My life on the road by Gloria Steinem – I listened to this on audiobook, and I loved it. It was amazing. It’s a memoir of Gloria Steinem’s life. She grew up on the road, her mom and dad sold antiques from their car when she was little. Then when she got older she started working on political campaigns, and travelled around the world lecturing on feminism and history, and that kind of stuff. And it was just beautiful and magical. Review.

Now and Then by Gil Scott-Heron – I read some poetry this year, including this poetry collection by Gil Scott-Heron. He was a jazz musician and writer, but primarily known as a spoken word poet. He wrote a lot of politically minded poetry, and it was incredible. More poetry for 2016. Review-ish.

I know why the Caged bird Sings by Maya Angelou – This is the first memoir Maya Angelou wrote. It’s about her life from when she was like… 4 to 19. She writes so beautifully, and for a while I sort of forgot that it was a memoir and sort of thought it was a fiction book, it was just so beautiful. I really want to read more of her books in 2016. Review.

East of Eden by John Steinbeck – This book broke me. Oh my God the beautiful awesomeness of John Steinbeck. His characters are just so amazing and complex and horrible and incredible. I also read Of Mice and Men, and I’ll read more of his books next year, because they were amazeballs. Review.

Mrs Dalloway by Virginia Woolf – This was amazing. I feel like I’ll just be using the same adjectives over and over again, but they’re my favourite books of the year, so yeah. I’ll try to do better. It was weird, and it was fascinating to see Clarissa Dalloway through her own eyes, and the eyes of others. I really liked the writing style, and the sadness in it, and it was beautiful. Review.

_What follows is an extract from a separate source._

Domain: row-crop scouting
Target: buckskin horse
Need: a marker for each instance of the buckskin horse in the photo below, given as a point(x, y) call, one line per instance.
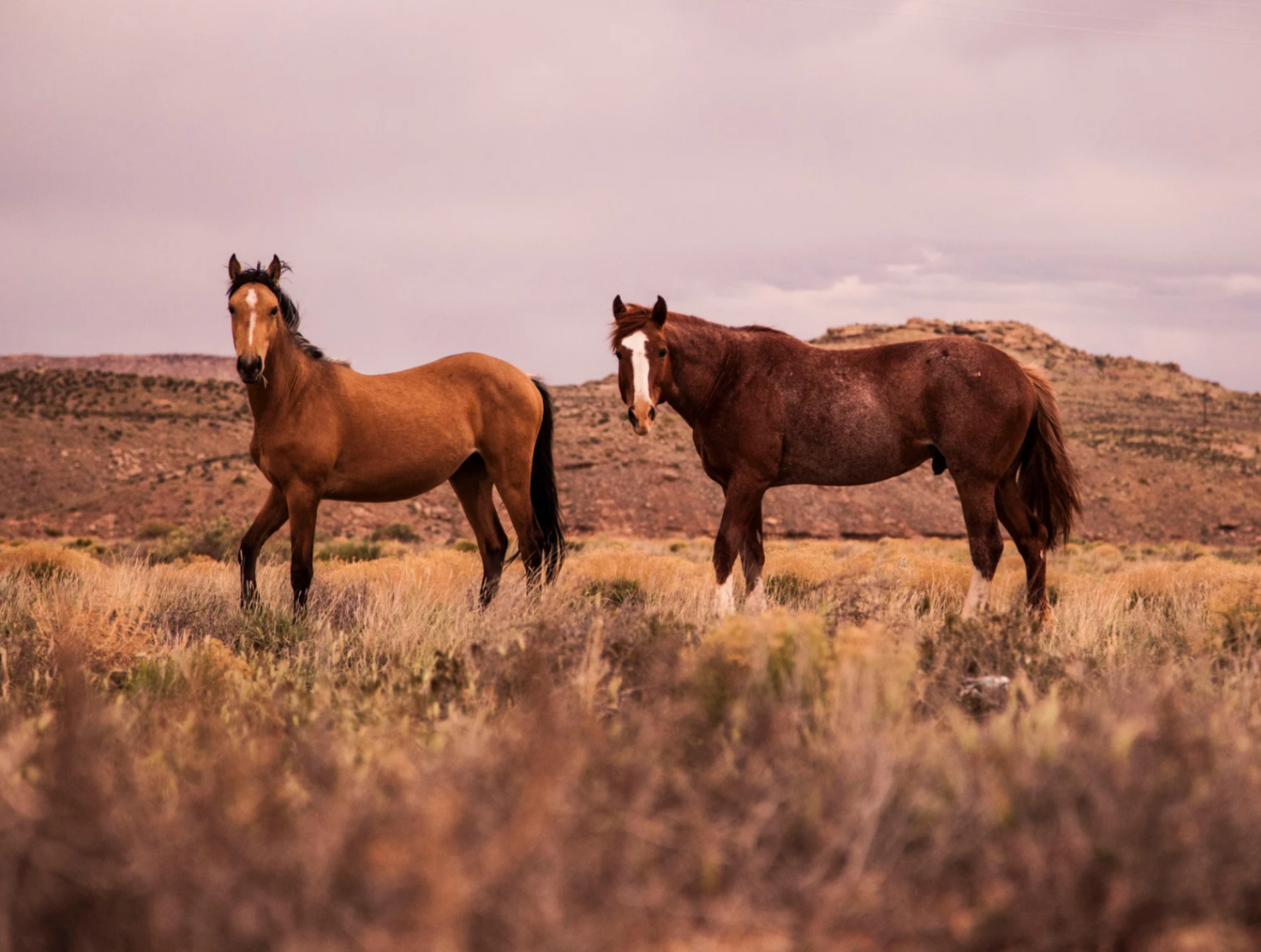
point(323, 431)
point(767, 409)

Sleepless Nights by Elizabeth Hardwick – Conrad of the JustADustJacket channel on the youtubes recommended this at the end of a video, and I just thought; that’s a good enough reason to read something. So I got it on Kindle and read it and it was incredible. It’s just a sort of semi-autobiographical story of a woman looking back on her life and the nights in her life and the people she talked to and met. And it was beautiful and vulnerable and I want to reread it.

Zami: A New Spelling of my Name by Audre Lorde – Audre Lorde is a poet as far as I know, this is her memoir from her childhood in Harlem in the 30s and her coming of age in the 50s. It’s sort of centred around the women who affected her life, her strict mother, her sisters, her friends, her mentors and her lovers, and how they changed her life. It was really sad, and beautiful and it was wonderful.

Moby Dick by Herman Melville – This is the best thing that ever happened. Moby Dick is about a man called Ishmael, who walks onto the Pequod with his lover friend, Queequeg, and they go whaling with the slightly crazy captain Ahab. Ahab is hunting the white whale that ripped off his leg, and he gets more and more frenzied the longer they hunt. It’s so crazy and beautiful and there are chapters upon chapters on whale anatomy and whale history, it’s great. Review-ish.

The Smartest Book in the World by Greg Proops – This is just indulgent on my part, but it’s my list, so fuck it. Greg Proops is a comedian. He is on Whose Line is it Anyway? he appears on @midnight and he has a podcast called the Smartest Man in the World. This book is basically just a book version of his podcast, and it’s glorious. It’s glorious.

The Bone Clocks by David Mitchell – This was one of the first books I read this year. It was gorgeous and amazing and wow. It’s about a young woman called Holly. It’s told from various perspectives, her own, and people who meet her, or know her. She seems to be the centre of this weird war between two immortal races. It’s very David Mitchell, and it’s very good. Review.